It's not a tired argument, and not just a semantic one it's a foundational characteristic of LLM.
> A token-predictor could still be trained to predict the tokens “I’m not sure what you mean because of points x, y, and z; could you elaborate?”
This is entirely true, and the key insight is even right in your sentence but you don't seem to grasp it. “could still be trained”: you can train an LLM into doing whatever you want it to, but you have to train it specifically for that!
In the beginning of LLM we witnessed this impressive phenomenon where the LLM exhibited emergent capabilities (I'm particularly thinking about LLMs being few shots learners about stuff that wasn't in their training corpus). And these emergent capabilities legitimately raised the question about “how intelligent these things are, really”.
But for the past three years, the key lesson is that this kind of emergent effect is too small to be useful, and the focus has been put towards creating purposely built datasets (with tons of “artificial data”) to train the model to explicitly do things we want it to do. And it works pretty well, as models' capabilities kept improving at a fast pace (and in particular, I don't see would we couldn't overcome the problem highlighted by this paper, with more synthetic data specifically designed for multi-turn conversation). But their progress is now strictly limited by their makers' own intelligence. You cannot just scrap the web throw compute at the problem and expect emergent intelligence to occur anymore. It's more “simulated intelligence” than “artificial intelligence”, really.
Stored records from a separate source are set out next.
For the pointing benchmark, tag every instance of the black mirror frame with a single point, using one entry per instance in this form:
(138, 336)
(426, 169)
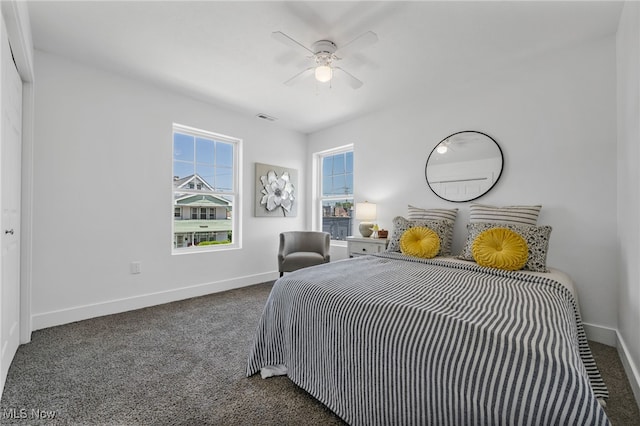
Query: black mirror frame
(488, 189)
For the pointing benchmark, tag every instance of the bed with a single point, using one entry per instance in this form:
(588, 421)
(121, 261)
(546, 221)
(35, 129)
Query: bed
(390, 339)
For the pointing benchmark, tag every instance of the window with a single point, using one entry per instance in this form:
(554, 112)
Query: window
(205, 190)
(335, 191)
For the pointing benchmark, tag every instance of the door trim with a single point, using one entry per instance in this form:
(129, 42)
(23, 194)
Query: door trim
(16, 17)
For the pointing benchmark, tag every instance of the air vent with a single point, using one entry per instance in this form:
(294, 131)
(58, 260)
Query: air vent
(266, 117)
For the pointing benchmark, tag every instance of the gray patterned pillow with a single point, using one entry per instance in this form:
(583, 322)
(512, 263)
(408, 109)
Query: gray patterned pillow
(537, 238)
(522, 215)
(443, 227)
(417, 213)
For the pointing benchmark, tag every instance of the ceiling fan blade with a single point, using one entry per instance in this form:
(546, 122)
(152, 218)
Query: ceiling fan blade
(353, 82)
(358, 43)
(293, 80)
(285, 39)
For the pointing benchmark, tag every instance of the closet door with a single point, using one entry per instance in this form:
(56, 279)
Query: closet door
(10, 189)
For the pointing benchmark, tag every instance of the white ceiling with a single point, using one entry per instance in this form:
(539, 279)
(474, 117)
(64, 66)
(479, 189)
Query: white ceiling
(223, 52)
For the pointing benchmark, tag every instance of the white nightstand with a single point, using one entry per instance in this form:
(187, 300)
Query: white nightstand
(358, 246)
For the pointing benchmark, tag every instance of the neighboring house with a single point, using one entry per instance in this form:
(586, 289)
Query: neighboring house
(198, 215)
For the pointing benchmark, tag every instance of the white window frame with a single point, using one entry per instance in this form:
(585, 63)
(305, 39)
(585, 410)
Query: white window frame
(236, 222)
(317, 213)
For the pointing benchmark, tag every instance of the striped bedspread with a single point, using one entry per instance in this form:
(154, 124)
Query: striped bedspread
(391, 340)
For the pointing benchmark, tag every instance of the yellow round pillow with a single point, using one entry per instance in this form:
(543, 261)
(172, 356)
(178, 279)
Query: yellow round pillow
(500, 248)
(420, 241)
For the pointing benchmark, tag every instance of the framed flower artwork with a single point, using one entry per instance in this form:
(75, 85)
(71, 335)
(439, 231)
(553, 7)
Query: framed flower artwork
(276, 191)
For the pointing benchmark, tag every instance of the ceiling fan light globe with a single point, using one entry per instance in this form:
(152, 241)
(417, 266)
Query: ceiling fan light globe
(323, 73)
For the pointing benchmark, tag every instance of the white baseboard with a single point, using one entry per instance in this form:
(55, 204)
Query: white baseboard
(79, 313)
(633, 374)
(598, 333)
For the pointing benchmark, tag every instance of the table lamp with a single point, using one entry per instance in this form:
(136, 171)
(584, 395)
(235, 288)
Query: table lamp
(366, 214)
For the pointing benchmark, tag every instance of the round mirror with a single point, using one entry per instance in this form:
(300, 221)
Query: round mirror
(464, 166)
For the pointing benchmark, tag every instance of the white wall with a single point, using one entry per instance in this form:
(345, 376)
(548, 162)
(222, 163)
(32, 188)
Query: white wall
(628, 59)
(102, 195)
(555, 120)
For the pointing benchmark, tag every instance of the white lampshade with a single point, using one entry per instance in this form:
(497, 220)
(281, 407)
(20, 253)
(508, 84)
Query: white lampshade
(366, 211)
(324, 73)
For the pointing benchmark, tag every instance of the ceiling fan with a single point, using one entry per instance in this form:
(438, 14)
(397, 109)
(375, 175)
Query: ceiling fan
(324, 53)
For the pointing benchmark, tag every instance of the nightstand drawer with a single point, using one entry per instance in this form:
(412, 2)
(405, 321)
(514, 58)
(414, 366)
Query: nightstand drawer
(362, 246)
(365, 248)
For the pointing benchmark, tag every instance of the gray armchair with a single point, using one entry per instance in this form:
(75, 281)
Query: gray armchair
(299, 249)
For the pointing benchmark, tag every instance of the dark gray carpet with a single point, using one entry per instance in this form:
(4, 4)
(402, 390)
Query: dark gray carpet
(182, 364)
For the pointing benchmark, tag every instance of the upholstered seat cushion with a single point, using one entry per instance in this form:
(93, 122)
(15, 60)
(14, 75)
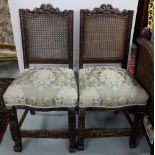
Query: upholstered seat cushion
(43, 87)
(110, 88)
(149, 129)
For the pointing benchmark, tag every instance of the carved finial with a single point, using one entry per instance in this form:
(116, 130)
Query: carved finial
(48, 9)
(107, 9)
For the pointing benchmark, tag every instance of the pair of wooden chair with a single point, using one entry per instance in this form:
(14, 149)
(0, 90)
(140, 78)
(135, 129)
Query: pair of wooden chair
(47, 37)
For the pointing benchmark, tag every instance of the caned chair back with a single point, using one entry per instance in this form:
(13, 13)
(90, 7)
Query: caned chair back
(47, 36)
(105, 35)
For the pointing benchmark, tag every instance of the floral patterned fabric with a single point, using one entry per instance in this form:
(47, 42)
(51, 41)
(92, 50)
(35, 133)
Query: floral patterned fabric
(149, 129)
(43, 87)
(6, 33)
(109, 87)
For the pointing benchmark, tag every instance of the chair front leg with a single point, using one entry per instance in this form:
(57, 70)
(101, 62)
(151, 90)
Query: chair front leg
(14, 129)
(81, 128)
(136, 128)
(72, 129)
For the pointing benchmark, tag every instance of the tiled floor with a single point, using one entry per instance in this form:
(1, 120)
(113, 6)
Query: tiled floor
(101, 146)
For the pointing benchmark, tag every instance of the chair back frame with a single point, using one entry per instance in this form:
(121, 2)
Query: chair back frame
(105, 11)
(46, 11)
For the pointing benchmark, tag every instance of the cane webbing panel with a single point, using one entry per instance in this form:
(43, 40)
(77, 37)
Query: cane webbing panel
(105, 36)
(46, 36)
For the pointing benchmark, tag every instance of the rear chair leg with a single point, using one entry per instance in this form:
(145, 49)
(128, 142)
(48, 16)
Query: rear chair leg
(136, 129)
(81, 128)
(72, 129)
(32, 112)
(14, 129)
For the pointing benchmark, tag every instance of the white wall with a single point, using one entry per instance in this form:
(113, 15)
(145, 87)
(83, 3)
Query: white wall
(15, 5)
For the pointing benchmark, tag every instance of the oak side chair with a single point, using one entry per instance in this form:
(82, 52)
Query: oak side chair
(47, 38)
(104, 39)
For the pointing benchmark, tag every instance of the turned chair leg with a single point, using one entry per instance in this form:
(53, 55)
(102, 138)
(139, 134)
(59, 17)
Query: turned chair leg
(72, 129)
(14, 129)
(136, 129)
(81, 129)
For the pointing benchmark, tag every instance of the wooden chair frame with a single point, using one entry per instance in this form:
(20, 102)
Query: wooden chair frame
(70, 133)
(138, 111)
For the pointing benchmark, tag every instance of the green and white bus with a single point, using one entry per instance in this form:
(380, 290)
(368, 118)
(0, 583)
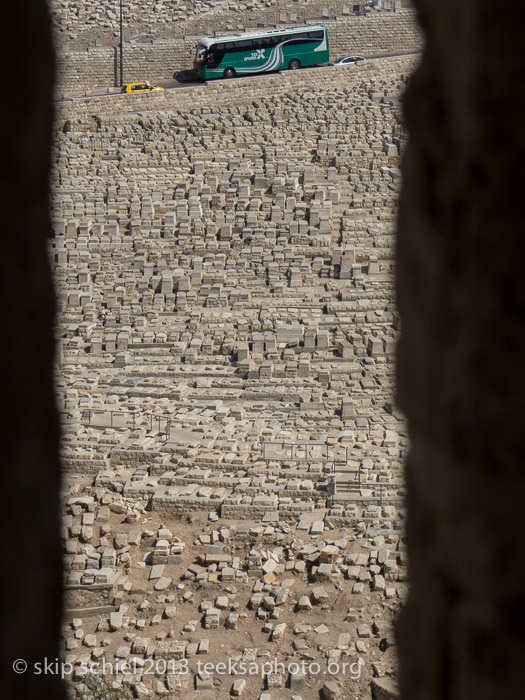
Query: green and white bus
(261, 52)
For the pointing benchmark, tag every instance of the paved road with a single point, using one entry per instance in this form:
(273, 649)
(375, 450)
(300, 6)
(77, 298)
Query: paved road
(184, 79)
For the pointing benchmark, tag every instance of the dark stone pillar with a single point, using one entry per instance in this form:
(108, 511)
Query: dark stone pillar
(30, 585)
(461, 363)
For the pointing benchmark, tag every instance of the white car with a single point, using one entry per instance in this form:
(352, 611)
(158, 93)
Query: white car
(346, 60)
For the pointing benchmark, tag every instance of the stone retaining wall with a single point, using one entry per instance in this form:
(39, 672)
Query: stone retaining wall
(160, 59)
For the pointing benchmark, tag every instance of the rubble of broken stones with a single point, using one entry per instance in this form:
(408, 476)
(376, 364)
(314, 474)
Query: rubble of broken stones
(232, 457)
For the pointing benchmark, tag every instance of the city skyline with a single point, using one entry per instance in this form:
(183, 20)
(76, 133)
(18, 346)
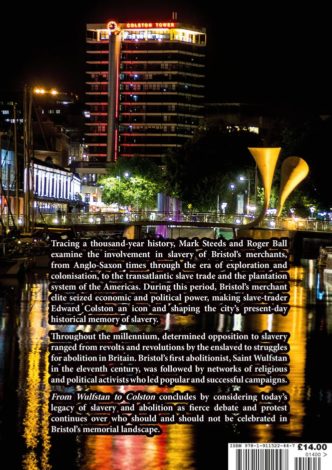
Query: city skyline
(253, 54)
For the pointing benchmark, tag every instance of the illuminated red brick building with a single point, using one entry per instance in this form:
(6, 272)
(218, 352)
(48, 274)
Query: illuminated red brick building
(145, 88)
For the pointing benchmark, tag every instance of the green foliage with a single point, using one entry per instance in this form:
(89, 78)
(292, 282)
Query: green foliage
(132, 182)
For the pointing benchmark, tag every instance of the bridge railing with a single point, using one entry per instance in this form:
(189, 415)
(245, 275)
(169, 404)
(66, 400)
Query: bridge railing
(95, 218)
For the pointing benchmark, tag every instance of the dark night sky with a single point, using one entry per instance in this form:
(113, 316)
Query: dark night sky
(262, 52)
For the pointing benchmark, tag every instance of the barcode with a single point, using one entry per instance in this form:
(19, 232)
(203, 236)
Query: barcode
(280, 456)
(264, 459)
(308, 463)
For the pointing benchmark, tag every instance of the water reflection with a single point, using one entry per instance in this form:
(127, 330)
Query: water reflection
(180, 446)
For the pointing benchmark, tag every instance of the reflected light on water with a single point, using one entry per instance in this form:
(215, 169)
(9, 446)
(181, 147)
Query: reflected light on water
(33, 352)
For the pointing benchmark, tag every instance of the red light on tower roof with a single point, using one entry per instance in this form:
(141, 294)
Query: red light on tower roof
(112, 26)
(145, 25)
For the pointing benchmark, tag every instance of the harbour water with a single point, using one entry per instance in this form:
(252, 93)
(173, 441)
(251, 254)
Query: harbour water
(25, 390)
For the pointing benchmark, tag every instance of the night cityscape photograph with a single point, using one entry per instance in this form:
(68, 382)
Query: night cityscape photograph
(163, 121)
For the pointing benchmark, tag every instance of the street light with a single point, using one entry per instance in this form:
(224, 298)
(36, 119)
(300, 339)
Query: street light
(242, 179)
(223, 206)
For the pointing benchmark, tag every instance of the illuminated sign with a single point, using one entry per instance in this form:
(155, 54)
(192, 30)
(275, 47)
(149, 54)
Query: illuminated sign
(150, 25)
(112, 26)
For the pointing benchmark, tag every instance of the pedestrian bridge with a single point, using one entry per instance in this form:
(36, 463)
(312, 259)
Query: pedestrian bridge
(101, 221)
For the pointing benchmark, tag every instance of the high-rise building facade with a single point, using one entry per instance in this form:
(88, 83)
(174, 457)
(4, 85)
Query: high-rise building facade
(145, 85)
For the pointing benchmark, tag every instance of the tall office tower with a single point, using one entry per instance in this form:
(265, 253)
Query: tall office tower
(145, 88)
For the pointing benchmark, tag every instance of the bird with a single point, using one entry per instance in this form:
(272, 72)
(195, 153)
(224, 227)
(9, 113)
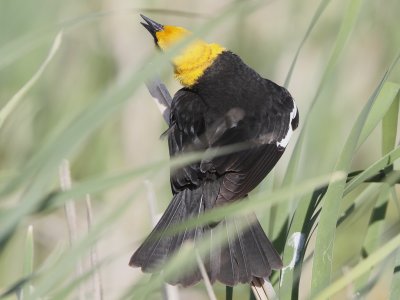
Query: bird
(223, 102)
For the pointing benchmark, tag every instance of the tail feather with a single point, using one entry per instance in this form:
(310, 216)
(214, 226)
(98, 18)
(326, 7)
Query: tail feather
(247, 254)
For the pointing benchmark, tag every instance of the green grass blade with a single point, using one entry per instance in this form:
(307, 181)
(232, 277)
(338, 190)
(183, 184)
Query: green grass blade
(390, 122)
(374, 234)
(28, 261)
(395, 287)
(346, 28)
(16, 99)
(380, 164)
(360, 269)
(387, 102)
(320, 9)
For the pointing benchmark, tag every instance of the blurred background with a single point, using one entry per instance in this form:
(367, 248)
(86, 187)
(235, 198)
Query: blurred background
(103, 43)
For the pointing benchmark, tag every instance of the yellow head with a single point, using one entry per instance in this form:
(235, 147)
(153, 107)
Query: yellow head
(191, 63)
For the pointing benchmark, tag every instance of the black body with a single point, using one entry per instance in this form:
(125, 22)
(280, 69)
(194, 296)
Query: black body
(230, 104)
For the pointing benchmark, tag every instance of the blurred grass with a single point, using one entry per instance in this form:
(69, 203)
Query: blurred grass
(90, 106)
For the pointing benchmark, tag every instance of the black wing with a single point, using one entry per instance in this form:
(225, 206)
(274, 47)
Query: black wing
(265, 136)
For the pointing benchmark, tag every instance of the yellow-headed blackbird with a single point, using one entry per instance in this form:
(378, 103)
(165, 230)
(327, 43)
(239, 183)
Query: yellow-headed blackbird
(223, 102)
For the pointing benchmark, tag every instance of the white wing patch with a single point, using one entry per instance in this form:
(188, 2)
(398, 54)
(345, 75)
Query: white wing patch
(285, 141)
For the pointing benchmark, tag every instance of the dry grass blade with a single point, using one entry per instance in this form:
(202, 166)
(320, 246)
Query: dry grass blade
(96, 279)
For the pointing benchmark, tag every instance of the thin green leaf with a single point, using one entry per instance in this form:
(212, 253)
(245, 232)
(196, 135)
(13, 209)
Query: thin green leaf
(389, 124)
(380, 164)
(16, 99)
(395, 287)
(360, 269)
(383, 104)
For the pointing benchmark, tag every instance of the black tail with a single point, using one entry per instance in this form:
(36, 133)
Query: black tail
(249, 254)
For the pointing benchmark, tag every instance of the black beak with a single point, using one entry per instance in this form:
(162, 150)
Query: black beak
(151, 26)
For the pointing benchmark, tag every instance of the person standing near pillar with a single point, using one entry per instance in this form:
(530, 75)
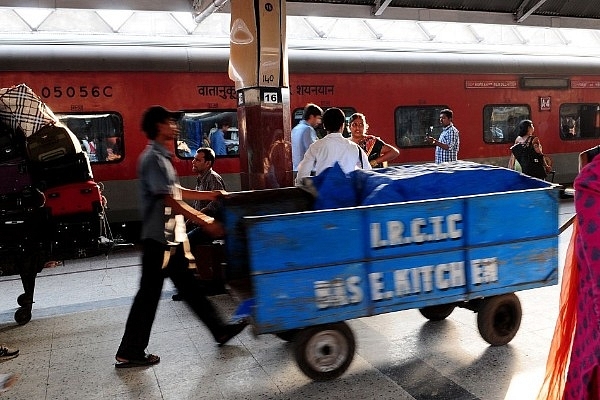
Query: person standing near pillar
(446, 147)
(304, 134)
(333, 148)
(217, 139)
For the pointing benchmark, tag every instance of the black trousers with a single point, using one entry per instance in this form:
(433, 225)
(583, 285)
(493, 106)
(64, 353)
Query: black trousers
(143, 310)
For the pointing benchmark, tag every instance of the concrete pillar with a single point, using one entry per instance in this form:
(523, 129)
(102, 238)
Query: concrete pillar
(258, 66)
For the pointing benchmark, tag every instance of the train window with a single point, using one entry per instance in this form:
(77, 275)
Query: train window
(215, 129)
(414, 123)
(297, 117)
(500, 122)
(101, 134)
(579, 121)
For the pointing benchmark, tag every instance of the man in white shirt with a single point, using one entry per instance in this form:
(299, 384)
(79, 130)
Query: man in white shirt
(304, 134)
(324, 153)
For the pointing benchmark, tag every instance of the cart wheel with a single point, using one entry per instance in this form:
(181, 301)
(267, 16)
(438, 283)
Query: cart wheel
(23, 315)
(325, 352)
(288, 336)
(24, 300)
(499, 318)
(437, 313)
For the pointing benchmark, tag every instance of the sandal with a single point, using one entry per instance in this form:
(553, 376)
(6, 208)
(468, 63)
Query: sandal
(147, 360)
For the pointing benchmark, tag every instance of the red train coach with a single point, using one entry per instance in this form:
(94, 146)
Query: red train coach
(101, 92)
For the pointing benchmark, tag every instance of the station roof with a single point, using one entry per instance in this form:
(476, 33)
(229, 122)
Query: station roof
(548, 13)
(551, 28)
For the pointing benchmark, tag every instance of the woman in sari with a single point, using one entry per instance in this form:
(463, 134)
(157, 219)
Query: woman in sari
(378, 152)
(576, 341)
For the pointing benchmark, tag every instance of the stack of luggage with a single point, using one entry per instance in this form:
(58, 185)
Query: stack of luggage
(50, 206)
(47, 177)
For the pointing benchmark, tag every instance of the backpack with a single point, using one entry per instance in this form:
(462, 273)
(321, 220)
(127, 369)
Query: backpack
(532, 162)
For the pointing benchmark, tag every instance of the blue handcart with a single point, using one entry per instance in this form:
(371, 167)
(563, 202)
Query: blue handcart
(302, 272)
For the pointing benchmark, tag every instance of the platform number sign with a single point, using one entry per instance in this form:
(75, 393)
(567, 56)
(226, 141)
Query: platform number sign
(545, 103)
(270, 96)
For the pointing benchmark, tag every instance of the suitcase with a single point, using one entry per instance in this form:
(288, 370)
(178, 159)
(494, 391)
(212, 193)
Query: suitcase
(22, 109)
(12, 143)
(74, 198)
(23, 230)
(52, 142)
(68, 169)
(28, 199)
(76, 235)
(14, 175)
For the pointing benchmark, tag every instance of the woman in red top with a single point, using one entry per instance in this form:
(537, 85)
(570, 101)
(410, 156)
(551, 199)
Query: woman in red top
(377, 150)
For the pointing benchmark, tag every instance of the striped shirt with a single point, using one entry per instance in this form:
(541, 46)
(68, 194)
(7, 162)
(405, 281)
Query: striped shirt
(450, 137)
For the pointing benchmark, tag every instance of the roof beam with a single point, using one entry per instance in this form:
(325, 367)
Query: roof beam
(380, 6)
(522, 14)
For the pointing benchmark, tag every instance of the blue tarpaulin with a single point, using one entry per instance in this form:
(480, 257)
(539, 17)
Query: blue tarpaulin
(415, 182)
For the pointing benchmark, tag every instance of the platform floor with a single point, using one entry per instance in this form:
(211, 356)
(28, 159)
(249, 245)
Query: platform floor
(68, 348)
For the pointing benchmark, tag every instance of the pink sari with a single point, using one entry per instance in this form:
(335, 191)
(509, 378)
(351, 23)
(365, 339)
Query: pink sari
(576, 339)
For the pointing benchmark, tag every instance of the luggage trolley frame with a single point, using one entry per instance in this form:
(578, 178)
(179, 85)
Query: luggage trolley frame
(300, 274)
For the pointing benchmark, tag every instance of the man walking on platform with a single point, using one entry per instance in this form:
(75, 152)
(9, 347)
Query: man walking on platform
(304, 134)
(163, 231)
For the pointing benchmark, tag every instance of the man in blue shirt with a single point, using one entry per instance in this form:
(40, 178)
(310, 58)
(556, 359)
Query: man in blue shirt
(304, 134)
(217, 139)
(163, 235)
(448, 143)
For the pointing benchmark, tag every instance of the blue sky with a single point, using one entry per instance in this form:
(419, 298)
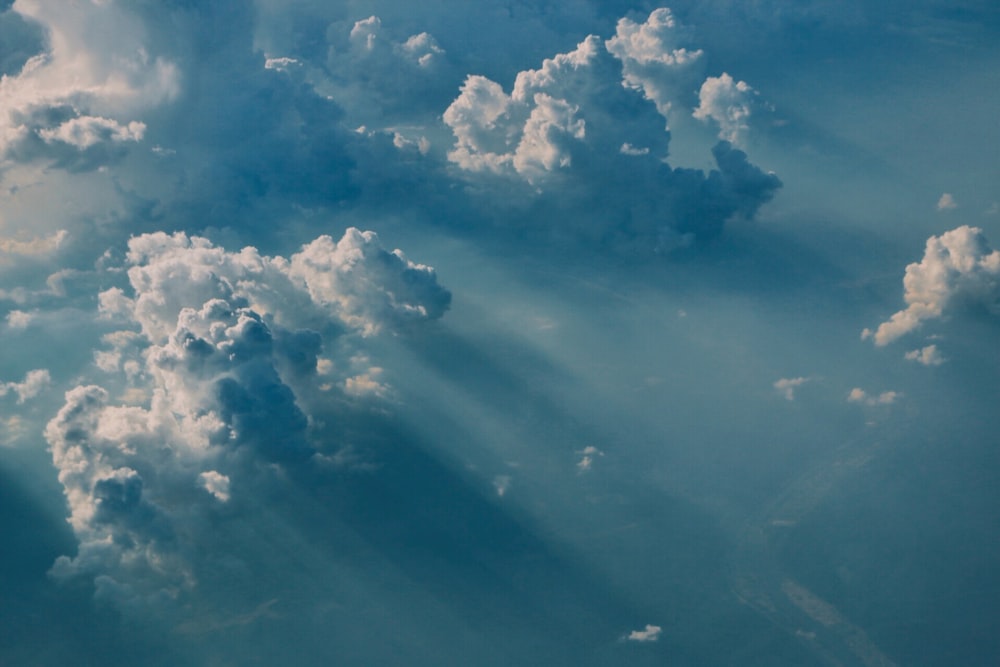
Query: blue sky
(587, 332)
It's definitely a tired and semantical one because as he said, it brings no insight and is not even good at the analogy level. I can't have a conversation with Dracula and Dracula can't make decisions that affect the real world, so LLMs already break key aspects and assumptions of the 'Document Simulator'.
Pre-trained LLMs will ask clarifying questions just fine. So I think this is just another consequence of post-training recipes.